Recordamos así a ese tipo serio que fue Odon Von Hörvath y que falleció absurdamente dando su paseo habitual, bajo una malévola rama de árbol que segó su vida inesperadamente. La frase de Pascal de que todos nuestros males nos suceden por salir de casa no sirvió de nada a ese otro gran querido filósofo que fue Maurice Merleau-Ponty, que, tras pasar toda su vida buscando un ser escurridizo, y de ese modo negando sin cesar el pensamiento clásico cartesiano, murió de un ataque al corazón mientras estudiaba a su acérrimo enemigo, Descartes. O qué decir del jovial, fuerte y vigoroso Nietzsche, cuya frágil existencia parecía un castigo de los dioses contra su hybris desmesurada.

No, no existe ningún lugar a resguardo de la esencia irónica de la existencia; el pago es universal y no existen excepciones. A los que se toman de forma poco seria la vida ésta misma les acomete un giro trascendental que les hace convertirse en los hombres más sombríos; a los que se enorgullecen de jugarse el pecho en cada decisión más tarde son sometidos a una vergüenza social que los desnuda ante el gran público al que siempre trataron de impresionar con sus oscuridades.

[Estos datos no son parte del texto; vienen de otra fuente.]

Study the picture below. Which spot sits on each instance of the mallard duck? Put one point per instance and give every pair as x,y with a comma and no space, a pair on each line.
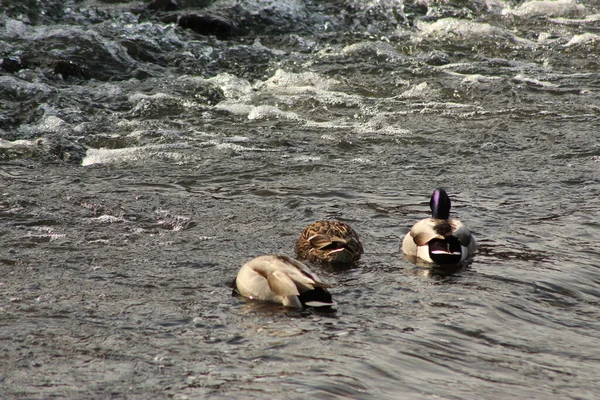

En efecto, esta legalidad cómico trágica de la existencia ha sido desarrollada a fondo por los payasos, los cómicos y los humoristas. Y como todo buen humorista serio sabe, la comicidad es la otra cara de la tragedia. Y por eso el enorme sufridor que fue el danés Kierkegaard pudo decir, tras sus excesos y sus bromas, esa frase que vuelca el cielo de lo amable en seriedad consternada, esa dualidad que presenta la vida a un mismo tiempo, pues ella, como Kierkegaard, bien podría decir: “Soy Jano Bifronte. Con un rostro río y con el otro lloro”. O quizás sea más preciso afirmar que todo se hace con el mismo.

martes, noviembre 21, 2006

El vuelo del ave


Una vez salí de mi estancia de reposo en el balneario de Tubinga, pude de nuevo reanudar mis actividades cotidianas, aquellas incluso que son más ociosas, y así, visitar el antiguo condado del norte de mi tierra, característico por sus empedradas calles y la dispersión de sus aldeas. Cierta tarde, cuando el Sol ya parecía declinar, observé en el nido de un árbol los esfuerzos de una cría de pájaro ya en calidad de volar, y tras varios intentos, así lo hizo, alejándose poco a poco de su lugar de nacimiento.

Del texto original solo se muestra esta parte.